[antlr-interest] ANTLR Parser file different on different machines - method to exceed 65535 characters

Tue Aug 23 03:27:44 PDT 2011

Hi, first of all, a little bit of background that you might find interesting in terms of what ANTLR is being used for...

I have been using ANTLR to convert a language called STL into JavaScript. This STL language is used to define control procedures for commanding European Space Agency ground station monitoring and control equipment. This is a custom language only used by ESA and is quite quirky in terms of grammar. The existing system is around 15 years old and is being replaced with a new system. These STL procedures are being converted into equivalent in JavaScript which will run in a Rhino engine. My grammar for doing this conversion is more or less complete and the new JavaScripts are successfully commanding ground station equipment running in a simulator. I should also mention that the target language for the grammar is Java and that I am using antlr-3.2.

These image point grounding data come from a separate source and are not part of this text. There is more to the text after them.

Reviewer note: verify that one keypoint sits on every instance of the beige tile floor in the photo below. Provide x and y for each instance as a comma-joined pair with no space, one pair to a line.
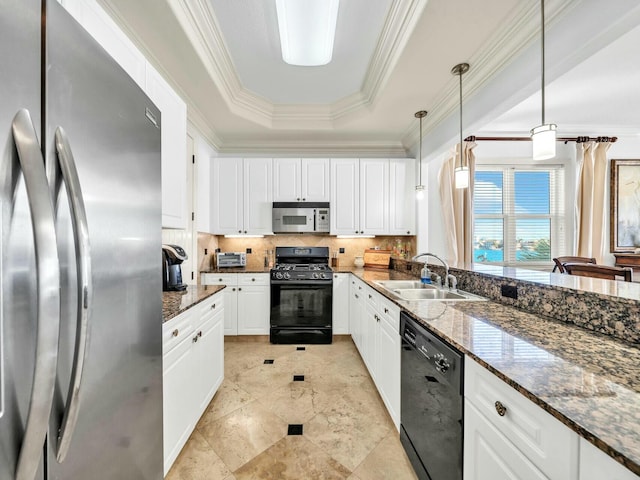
347,433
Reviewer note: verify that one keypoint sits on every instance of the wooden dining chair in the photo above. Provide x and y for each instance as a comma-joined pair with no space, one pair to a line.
599,271
560,261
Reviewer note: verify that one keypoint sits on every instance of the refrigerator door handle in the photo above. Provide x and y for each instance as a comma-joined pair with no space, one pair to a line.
48,294
83,273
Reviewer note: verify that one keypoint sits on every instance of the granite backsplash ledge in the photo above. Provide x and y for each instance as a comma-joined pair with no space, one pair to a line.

Now for the problem and the reason for my message...

As part of the build process for the application doing the conversion, ANTLR is run to generate the lexer and parser files from ant before building the Java application. Previously I had been generating the Parser and Lexer in our environment and committing the resulting java files to the repository rather than performing the generation as part of the build. This works perfectly well here on our development machines on a number of different machines and even a virtual machine with a small amount of memory.

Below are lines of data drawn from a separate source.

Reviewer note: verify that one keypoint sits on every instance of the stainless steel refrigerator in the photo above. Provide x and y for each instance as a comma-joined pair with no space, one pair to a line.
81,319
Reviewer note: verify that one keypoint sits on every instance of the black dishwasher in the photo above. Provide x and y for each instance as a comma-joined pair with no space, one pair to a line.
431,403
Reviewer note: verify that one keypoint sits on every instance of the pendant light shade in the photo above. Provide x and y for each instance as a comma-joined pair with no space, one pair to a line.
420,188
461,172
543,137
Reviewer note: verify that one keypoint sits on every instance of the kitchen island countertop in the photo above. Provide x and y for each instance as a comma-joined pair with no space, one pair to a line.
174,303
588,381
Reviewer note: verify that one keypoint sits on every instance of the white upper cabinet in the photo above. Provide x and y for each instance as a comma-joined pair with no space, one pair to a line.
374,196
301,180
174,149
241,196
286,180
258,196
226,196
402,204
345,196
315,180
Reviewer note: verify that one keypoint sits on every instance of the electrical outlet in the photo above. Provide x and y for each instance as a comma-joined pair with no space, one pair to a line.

Typically however, when we deliver the software to ESA and they try to run the build process on their machines, the Parser file produced is different and the build fails. The reason for the build failure is that "static final String DFA53_specialS" and "static final String DFA53_transitionS" arrays are being produced with a huge number elements, together with a massive switch statement in a "specialStateTransition()" method that is causing the method to exceed 65535 characters.
I have read that this can occur with complex and/or unoptimised grammar and I will be the first to admit that the grammar I have written might not be 100% optimised. Since the parser generation works on our machines and not on ESAs, my limited ANTLR-foo is not the root cause of this problem. I have also confirmed that the version of ANTLR being used is exactly the same.

I have done a lot of searching through the mailing list archives and found a suggestion that using -Xconversiontimeout 100000 as an input to ANTLR might help solve this issue, but that doesn't seem to be helping. Just in case I did this wrong, this is how I used this option to generate the file:

java -Xms1024M -Xmx1024M -jar antlr-3.2.jar -Xconversiontimeout 100000

Is there anything else that might cause a large switch block in specialStateTransition() on one machine and not another with the same grammar/same ANTLR version? Should I get them to try with even higher values for Xconversiontimeout or am I barking up the wrong tree with this?

If necessary I can post the grammar I am using (minus the inline code) and an example of the STL language being parsed, but I don't think that's necessary at this stage. In any case, it will probably hurt your eyes.

Thanks very much in advance for any help.

Luke